ICC team in city over Rohingya abuses

Staff Correspondent

16th July, 2019 10:00:33 printer

A delegation of the International Criminal Court (ICC) arrived in Dhaka on Tuesday on a weeklong visit to hold talks with government leaders on the burning Rohingya issue, particularly the abuse on the minority Muslim community meted out by Myanmar authorities.

The team, led by ICC Deputy Prosecutor James Kirkpatrick Stewart, landed at Hazrat Shahjalal International Airport in the morning.

The ICC delegation members are scheduled to hold a meeting with Foreign Secretary M Shahidul Haque at state guesthouse Padma this morning.

They will also meet Home Minister Asaduzzaman Khan at his Secretariat office and Law Minister Anisul Huq this evening.

The ICC team will have an internal meeting tomorrow and leave for Cox’s Bazar on Friday afternoon.

They will visit Rohingya camps and hold a meeting with the government authorities.

On Sunday, the ICC delegates will hold meetings with the Cox’s Bazar DC, the Refugee, Relief and Repatriation Commissioner and regional heads of Rapid Action Battalion (RAB), BGB and the acting superintendent of police in Cox’s Bazar.

The delegation is scheduled to leave Dhaka on Monday.

ICC Prosecutor Fatou Bensouda considers that there is a reasonable basis to proceed with an investigation into the alleged deportation of Rohingyas from Myanmar and related crimes committed in the context of the 2016 and 2017 waves of violence in Rakhine.

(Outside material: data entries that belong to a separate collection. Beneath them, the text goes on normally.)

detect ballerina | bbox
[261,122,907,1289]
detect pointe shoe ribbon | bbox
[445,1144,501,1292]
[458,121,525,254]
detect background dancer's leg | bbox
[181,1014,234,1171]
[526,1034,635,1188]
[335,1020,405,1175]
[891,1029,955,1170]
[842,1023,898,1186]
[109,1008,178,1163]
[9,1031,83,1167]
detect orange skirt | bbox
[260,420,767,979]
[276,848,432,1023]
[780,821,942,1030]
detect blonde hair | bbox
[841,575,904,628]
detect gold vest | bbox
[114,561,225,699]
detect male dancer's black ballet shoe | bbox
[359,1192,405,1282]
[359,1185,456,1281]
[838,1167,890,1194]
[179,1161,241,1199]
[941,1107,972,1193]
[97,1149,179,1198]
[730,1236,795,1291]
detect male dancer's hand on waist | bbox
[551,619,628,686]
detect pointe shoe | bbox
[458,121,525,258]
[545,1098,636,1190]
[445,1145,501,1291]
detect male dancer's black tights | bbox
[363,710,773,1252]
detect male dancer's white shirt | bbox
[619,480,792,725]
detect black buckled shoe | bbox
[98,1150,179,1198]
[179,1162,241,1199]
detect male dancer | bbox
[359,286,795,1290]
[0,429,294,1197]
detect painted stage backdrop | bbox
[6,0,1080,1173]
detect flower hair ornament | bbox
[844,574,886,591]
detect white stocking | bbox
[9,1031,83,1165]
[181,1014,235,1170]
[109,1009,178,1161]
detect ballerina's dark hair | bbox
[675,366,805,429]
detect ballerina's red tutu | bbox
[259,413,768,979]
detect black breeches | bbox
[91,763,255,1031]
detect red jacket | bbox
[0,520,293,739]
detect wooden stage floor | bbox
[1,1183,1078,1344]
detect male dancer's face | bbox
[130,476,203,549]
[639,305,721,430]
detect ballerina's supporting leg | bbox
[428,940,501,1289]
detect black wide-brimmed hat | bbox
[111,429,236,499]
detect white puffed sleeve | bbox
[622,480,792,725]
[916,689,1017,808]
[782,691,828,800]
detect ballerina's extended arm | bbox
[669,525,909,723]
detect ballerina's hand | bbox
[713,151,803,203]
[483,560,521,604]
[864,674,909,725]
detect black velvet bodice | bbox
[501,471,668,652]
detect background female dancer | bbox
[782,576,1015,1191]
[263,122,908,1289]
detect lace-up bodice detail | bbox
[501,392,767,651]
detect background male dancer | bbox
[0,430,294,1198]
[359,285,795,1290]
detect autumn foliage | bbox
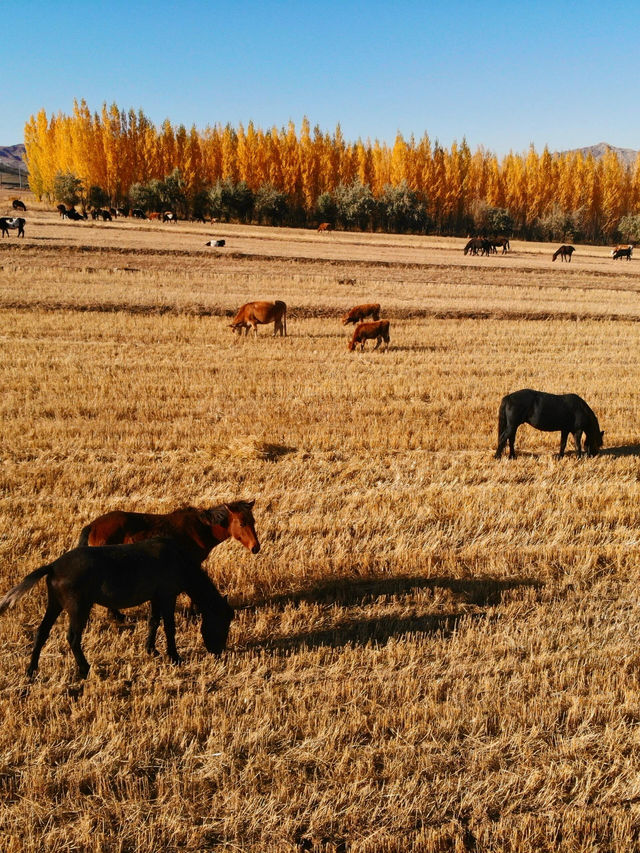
[24,100,640,241]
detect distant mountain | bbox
[0,143,26,173]
[558,142,638,168]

The ICC prosecutor has already requested its judges to authorise an investigation into alleged crimes like deportation, other inhumane acts and persecution against Rohingyas.

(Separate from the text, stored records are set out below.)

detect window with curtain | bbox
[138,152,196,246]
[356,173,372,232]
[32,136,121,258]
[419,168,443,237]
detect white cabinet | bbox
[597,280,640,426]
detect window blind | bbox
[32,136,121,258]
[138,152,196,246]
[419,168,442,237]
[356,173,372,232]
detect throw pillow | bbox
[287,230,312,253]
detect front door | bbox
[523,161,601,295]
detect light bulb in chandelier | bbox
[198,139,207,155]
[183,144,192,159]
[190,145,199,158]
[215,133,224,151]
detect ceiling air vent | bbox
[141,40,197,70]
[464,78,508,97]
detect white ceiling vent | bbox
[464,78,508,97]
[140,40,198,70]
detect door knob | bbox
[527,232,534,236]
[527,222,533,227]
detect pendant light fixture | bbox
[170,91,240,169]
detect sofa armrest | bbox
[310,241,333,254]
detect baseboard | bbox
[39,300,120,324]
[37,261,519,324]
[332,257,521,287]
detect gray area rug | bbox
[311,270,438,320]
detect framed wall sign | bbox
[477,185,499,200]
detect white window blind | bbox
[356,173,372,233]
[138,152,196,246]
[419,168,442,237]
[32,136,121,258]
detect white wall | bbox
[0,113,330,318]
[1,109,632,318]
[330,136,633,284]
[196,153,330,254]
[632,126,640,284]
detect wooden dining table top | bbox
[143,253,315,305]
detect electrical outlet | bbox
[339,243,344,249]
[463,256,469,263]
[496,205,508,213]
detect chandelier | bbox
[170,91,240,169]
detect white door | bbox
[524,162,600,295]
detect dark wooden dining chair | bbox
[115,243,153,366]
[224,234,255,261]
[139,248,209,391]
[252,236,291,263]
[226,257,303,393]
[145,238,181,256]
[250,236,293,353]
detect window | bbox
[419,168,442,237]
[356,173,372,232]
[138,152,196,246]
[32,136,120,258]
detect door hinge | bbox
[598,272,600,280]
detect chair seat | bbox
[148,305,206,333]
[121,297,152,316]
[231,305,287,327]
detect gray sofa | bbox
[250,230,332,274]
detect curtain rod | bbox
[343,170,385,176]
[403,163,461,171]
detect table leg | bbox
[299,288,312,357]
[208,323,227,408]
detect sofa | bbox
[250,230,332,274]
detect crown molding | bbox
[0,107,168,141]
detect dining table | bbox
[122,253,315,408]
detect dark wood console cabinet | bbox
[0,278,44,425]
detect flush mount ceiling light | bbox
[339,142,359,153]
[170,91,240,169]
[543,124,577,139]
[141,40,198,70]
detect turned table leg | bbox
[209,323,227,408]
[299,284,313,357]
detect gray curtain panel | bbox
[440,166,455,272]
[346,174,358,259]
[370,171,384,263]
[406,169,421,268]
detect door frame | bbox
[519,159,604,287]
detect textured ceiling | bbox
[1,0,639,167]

As Myanmar is not a State Party to the Rome Statute, but Bangladesh is, it is important to keep in mind that the authorisation to investigate, if granted by judges, would not extend to all crimes potentially committed in Myanmar, but will focus on crimes allegedly committed in part on the territory of Bangladesh, according to the ICC.

The request seeks authorisation from the court’s judges to open an investigation into alleged crimes within the jurisdiction of the court in which at least one element occurred in the territory of Bangladesh and within the context of two recent waves of violence in Rakhine of Myanmar as well as any other crimes which are sufficiently linked to these events.

The requested authorisation to investigate the situation covers the period since October 9, 2016.

The prosecutor’s request follows her office’s thorough preliminary examination which, in its assessment, concluded that the legal conditions required under the Rome Statute to open an investigation have been met.

On April 9 last year, the prosecutor filed a request with the court’s judges for a legal ruling on the question of jurisdiction over the alleged deportation of Rohingyas from Myanmar to Bangladesh.

On June 26 this year, the ICC has constituted a pretrial chamber and assigned it to the situation in Bangladesh and Myanmar in regard to the alleged crimes against the Rohingyas.

The ICC Presidency has constituted Pre-Trial Chamber III, composed of Judge Robert Fremr, Judge Olga Herrera Carbuccia and Judge Geoffrey Henderson, an ICC statement says.